Current implementation of MachineRegisterInfo::isConstantPhysReg checks if the specified physical is modified in a function, but it only checks if it is used in a Def register operand, it may still be modified in a RegMask operand, like a function call. So it can give wrong result in this situation.

Other changes are used to prevent test regressions.

Diff Detail

Event Timeline

Carrot created this revision.Aug 1 2022, 11:00 AM
Herald added a project: Restricted Project. · View Herald TranscriptAug 1 2022, 11:00 AM
Carrot requested review of this revision.Aug 1 2022, 11:00 AM
Herald added a project: Restricted Project. · View Herald TranscriptAug 1 2022, 11:00 AM
arsenm added inline comments.Aug 1 2022, 11:10 AM
llvm/lib/CodeGen/MachineRegisterInfo.cpp
591

This can just be a range loop. Also braces

llvm/lib/CodeGen/RegisterCoalescer.cpp
4116 ↗(On Diff #449070)

Adding a specific collection step here feels wrong. Other contexts the mask is added as soon as it's created. Not sure why we have the virtregrewriter adding these now

llvm/lib/Target/AMDGPU/SIPreAllocateWWMRegs.cpp
104 ↗(On Diff #449070)

Don't see why this would skip regmask tests

llvm/lib/Target/Mips/MipsRegisterInfo.cpp
322–323 ↗(On Diff #449070)

This should be a separate mips change

Carrot added inline comments.Aug 1 2022, 1:32 PM
llvm/lib/CodeGen/RegisterCoalescer.cpp
4116 ↗(On Diff #449070)

I agree it's ugly. Do you have any good idea where I can collect the RegMasks?

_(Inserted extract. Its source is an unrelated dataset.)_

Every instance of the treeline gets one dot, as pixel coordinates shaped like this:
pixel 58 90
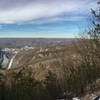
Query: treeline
pixel 78 77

llvm/lib/Target/AMDGPU/SIPreAllocateWWMRegs.cpp
104 ↗(On Diff #449070)

To be honest, the MRI change causes two gpu tests failed, because previously there was no RegMask information collected, the checking of RegMask in isPhysRegUsed was actually nop. Now with RegMask collected, isPhysRegUsed behaves differently. I am completely ignorant with AMD GPU, so I just kept its original behavior by skipping regmask test.

Do you think it's better to enable the regmask test and send out the modified tests for review?

llvm/lib/Target/Mips/MipsRegisterInfo.cpp
322–323 ↗(On Diff #449070)

I sent out D130932 for it.

It's been a while since I looked at constant registers but I made a few changes in CHERI LLVM to avoid unnecessary copies. I just had a quick look at some of the commits and https://github.com/CTSRD-CHERI/llvm-project/commit/8588d8b81458ed6d87b674893e7752e6a6915574 looks somewhat related.

Uploaded the patch I committed to CHERI LLVM as https://reviews.llvm.org/D131958.

Can this be closed with D131958?

Can this be closed with D131958?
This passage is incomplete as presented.